Rick Stein’s café in Cornwall has shut its doors permanently amid mounting losses and a customer slump in the chain’s restaurant empire.
The eatery closed on Wednesday with a spokesman adding this week that another one of the chef’s struggling food branches in Wiltshire could also be shutting for good.
Rick Stein Café sits at the heart of Padstow – dubbed ‘Padstein’ because of the number of businesses Mr Stein has in the town: 13 in the last 50 years.
The Rick Stein Group confirmed the café’s closure is permanent and three members of staff had been redeployed.
It comes as Mr Stein’s restaurants, hotels, shops, cookery school and online business saw revenues tumble last year – with his businesses calling on Chancellor Rachel Reeves to ‘ease pressure’ on employers amid Labour’s tax raid.
In a recent interview Mr Stein railed against the Chancellor’s Budget.
He argued: ‘Because the economy is not looking too good, people aren’t going out as much, so the one thing you don’t want to do is impose a heavy tax on the sorts of industries that are actually producing stuff.’
A spokesman for the Rick Stein Group told Cornwall Live: ‘We can confirm that we have permanently closed our small coffee shop with the three-strong team offered alternative positions with the business.

Sitting at the heart of Padstow, the Rick Stein Café is dubbed ‘Padstein’ because of the number of businesses Mr Stein (pictured) has in the town – 13 in the last 50 years

The Rick Stein Group confirmed the café’s closure is permanent and three members of staff had been redeployed. The café is pictured

The celebrity chef opened his first dining business in the town in 1975 – but over the decades has increased his footprint with multiple restaurants, cafés, delis, cookery schools, and other business interests
‘Rick Stein’s Michelin Bib Gourmand Café remains firmly open serving the same coffee from Cornish roasters, Origin Coffee, alongside a lunch and dinner menu featuring dishes inspired by Rick’s travels and passion for fresh, simple ingredients, many of them sourced locally.’
The closure of the Café also comes as the Rick Stein Group is currently in consultation with a view to possibly close down its restaurant in Marlborough, Wiltshire.
A spokesman for Rick Stein Marlborough said: ‘We can confirm that we are proposing the closure of our Marlborough restaurant and are consulting with the team to explore whether this can be avoided.
‘Our other restaurants, and rooms, continue to trade well, but this particular site has not delivered the same level of return.’
The celebrity chef opened his first dining business in the town in 1975 – but over the decades has increased his footprint with multiple restaurants, cafés, delis, cookery schools, and other business interests.
Such is his grip on the North Cornwall town it has been renamed ‘Padstein’, with gift and bookshops full of his merchandise.
The town is home to 2,500 people but that number typically doubles in the summer as second home owners and tourists flock there.
Locals say Stein’s influence has been both a blessing and a curse – boosting the tourist trade but also hiking prices and stifling local businesses.
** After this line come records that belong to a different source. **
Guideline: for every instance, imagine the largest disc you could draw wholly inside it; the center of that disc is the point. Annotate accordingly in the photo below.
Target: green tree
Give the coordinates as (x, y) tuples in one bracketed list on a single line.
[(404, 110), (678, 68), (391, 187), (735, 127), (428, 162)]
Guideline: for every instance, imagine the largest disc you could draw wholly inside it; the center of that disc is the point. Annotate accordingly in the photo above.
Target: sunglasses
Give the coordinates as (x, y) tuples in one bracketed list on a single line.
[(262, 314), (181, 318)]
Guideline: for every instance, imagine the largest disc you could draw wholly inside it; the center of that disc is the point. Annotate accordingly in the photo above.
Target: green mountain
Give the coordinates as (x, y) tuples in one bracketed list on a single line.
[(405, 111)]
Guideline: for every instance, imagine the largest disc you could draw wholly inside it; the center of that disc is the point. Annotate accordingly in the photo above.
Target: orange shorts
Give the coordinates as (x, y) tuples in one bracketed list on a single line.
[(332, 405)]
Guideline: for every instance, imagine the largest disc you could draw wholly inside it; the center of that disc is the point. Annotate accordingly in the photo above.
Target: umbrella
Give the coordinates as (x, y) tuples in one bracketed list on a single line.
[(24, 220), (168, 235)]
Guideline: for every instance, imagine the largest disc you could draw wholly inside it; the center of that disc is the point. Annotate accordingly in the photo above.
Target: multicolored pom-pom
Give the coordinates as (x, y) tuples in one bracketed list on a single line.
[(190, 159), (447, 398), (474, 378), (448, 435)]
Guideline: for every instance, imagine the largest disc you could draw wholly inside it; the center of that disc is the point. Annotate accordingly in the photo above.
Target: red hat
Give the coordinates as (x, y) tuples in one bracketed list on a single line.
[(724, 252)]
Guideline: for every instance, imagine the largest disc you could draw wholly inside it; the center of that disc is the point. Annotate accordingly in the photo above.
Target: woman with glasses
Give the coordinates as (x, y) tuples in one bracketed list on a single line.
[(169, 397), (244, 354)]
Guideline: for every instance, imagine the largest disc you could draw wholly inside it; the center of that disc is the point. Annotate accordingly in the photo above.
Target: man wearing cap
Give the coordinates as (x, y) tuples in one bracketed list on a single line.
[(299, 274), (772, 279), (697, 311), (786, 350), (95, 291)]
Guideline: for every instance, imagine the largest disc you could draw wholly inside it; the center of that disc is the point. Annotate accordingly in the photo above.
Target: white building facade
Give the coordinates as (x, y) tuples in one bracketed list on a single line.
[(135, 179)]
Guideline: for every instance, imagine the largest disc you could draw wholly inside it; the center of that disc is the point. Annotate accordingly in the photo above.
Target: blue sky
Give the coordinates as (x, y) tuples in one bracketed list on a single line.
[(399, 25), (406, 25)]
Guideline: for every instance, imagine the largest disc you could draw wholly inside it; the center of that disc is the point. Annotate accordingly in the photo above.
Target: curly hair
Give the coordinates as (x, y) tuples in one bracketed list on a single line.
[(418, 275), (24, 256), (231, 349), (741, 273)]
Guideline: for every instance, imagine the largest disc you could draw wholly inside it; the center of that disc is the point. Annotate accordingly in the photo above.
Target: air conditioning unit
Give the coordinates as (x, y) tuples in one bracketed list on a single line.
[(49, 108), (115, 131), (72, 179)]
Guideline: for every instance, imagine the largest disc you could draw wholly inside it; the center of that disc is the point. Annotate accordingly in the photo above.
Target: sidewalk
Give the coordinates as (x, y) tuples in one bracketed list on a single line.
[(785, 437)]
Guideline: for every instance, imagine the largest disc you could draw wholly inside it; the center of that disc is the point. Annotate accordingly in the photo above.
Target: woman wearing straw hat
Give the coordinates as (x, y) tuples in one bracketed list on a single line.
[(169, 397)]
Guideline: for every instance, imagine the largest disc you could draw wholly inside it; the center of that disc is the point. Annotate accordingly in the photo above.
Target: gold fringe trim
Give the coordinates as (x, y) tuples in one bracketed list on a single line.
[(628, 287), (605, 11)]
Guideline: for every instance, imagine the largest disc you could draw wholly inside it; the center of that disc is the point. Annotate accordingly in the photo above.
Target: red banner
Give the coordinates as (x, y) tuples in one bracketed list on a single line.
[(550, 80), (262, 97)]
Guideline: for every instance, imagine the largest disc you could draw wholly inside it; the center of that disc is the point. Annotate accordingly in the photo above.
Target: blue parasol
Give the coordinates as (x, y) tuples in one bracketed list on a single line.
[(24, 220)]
Mr Stein was one of many hospitality business owners to rally against Ms Reeves’s Autumn Budget , warning that the tax hike has come at a time when people are going out less due to the current state of the economy
Stein has even been the target a ‘terrorist’ group known as the Cornish National Liberation Army who once threatened his restaurants claiming they were hurting local people through driving up living costs.
House prices have skyrocketed in the town as its popularity grew with the average property being sold over the last year costing more than £750k – higher than London.
And Stein’s growing monopoly has been described by one visitor as ‘medieval’ – likening flocking holidaymakers to ‘brainless sheep.’
But at the Seafood Restaurant (Padstow), revenues dropped by £1.3million to £18.9million in 2024, while pre-tax losses widened from £204,000 to £459,000.
Including sales from the chef’s other company, Steins Trading, total revenues across his restaurant business were down 5.4 per cent to £30.4million.
Ms Reeves’s decision to increase National Insurance contributions (NICs) made by employers sparked a major backlash from the hospitality sector last October. The £20billion-a-year raid is one of the biggest single tax-raising measure in history.
From April 2025, NICs increased from 13.8 per cent to 15 per cent, while the level at which employers start paying NICs was reduced from £9,100 to £5,000 per year.
Mr Stein was one of many hospitality business owners to rally against Ms Reeves’s Autumn Budget, warning the tax hike has come at a time when people are going out less due to the current state of the economy.
Nearly 90,000 jobs have been lost across the hospitality sector since the Chancellor announced her sweeping tax raids.